---
name: discovery
description: "Conduct discovery interviews to gather requirements, clarify vague ideas, and create detailed specifications. Use when gathering requirements or clarifying vague ideas. Not for execution or simple partial updates."
user-invocable: true
---

# Discovery Interview

Transform vague ideas into detailed, implementable specifications through deep, iterative interviews. Works for both technical and non-technical users.

## Core Philosophy

**Don't ask obvious questions. Don't accept surface answers.
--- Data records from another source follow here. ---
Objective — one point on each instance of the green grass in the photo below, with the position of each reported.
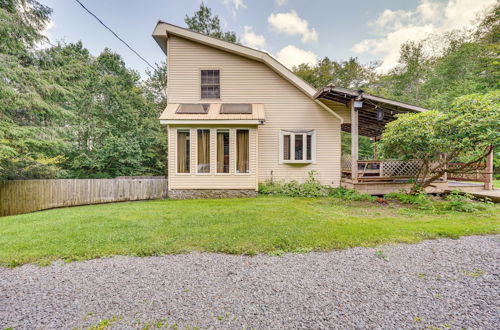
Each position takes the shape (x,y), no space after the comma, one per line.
(256,225)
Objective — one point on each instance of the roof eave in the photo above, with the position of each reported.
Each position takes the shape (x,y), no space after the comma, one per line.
(162,30)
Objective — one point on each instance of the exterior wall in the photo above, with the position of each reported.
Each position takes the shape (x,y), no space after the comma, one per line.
(212,180)
(248,81)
Don't assume knowledge.**

Your job is to:

1. Deeply understand what the user _actually_ wants (not what they say)
2. Detect knowledge gaps and educate when needed
3. Surface hidden assumptions and tradeoffs
4. Research when uncertainty exists
5. Only write a spec when you have complete understanding

## Interview Process

### Phase 1: Initial Orientation (2-3 questions max)

Start broad. Understand the shape of the idea:

Ask about:

- "In one sentence, what problem are you trying to solve?"
- "Who will use this? (End users, developers, internal team, etc.)"
- "Is this a new thing or improving something existing?"

Based on answers, determine the PROJECT TYPE:

- **Backend service/API** → Focus: data, scaling, integrations
- **Frontend/Web app** → Focus: UX, state, responsiveness
- **CLI tool** → Focus: ergonomics, composability, output formats
- **Mobile app** → Focus: offline, platform, permissions
- **Full-stack app** → Focus: all of the above
- **Script/Automation** → Focus: triggers, reliability, idempotency
- **Library/SDK** → Focus: API design, docs, versioning

### Phase 2: Category-by-Category Deep Dive

Work through relevant categories IN ORDER. For each category:

1. Ask 2-4 questions using AskUserQuestion
2. Detect uncertainty - if user seems unsure, offer research
3. Educate when needed - don't let them make uninformed decisions
4. Track decisions - update your internal state

#### Category A: Problem & Goals

Questions to explore:

- What's the current pain point? How do people solve it today?
- What does success look like? How will you measure it?
- Who are the stakeholders beyond end users?
- What happens if this doesn't get built?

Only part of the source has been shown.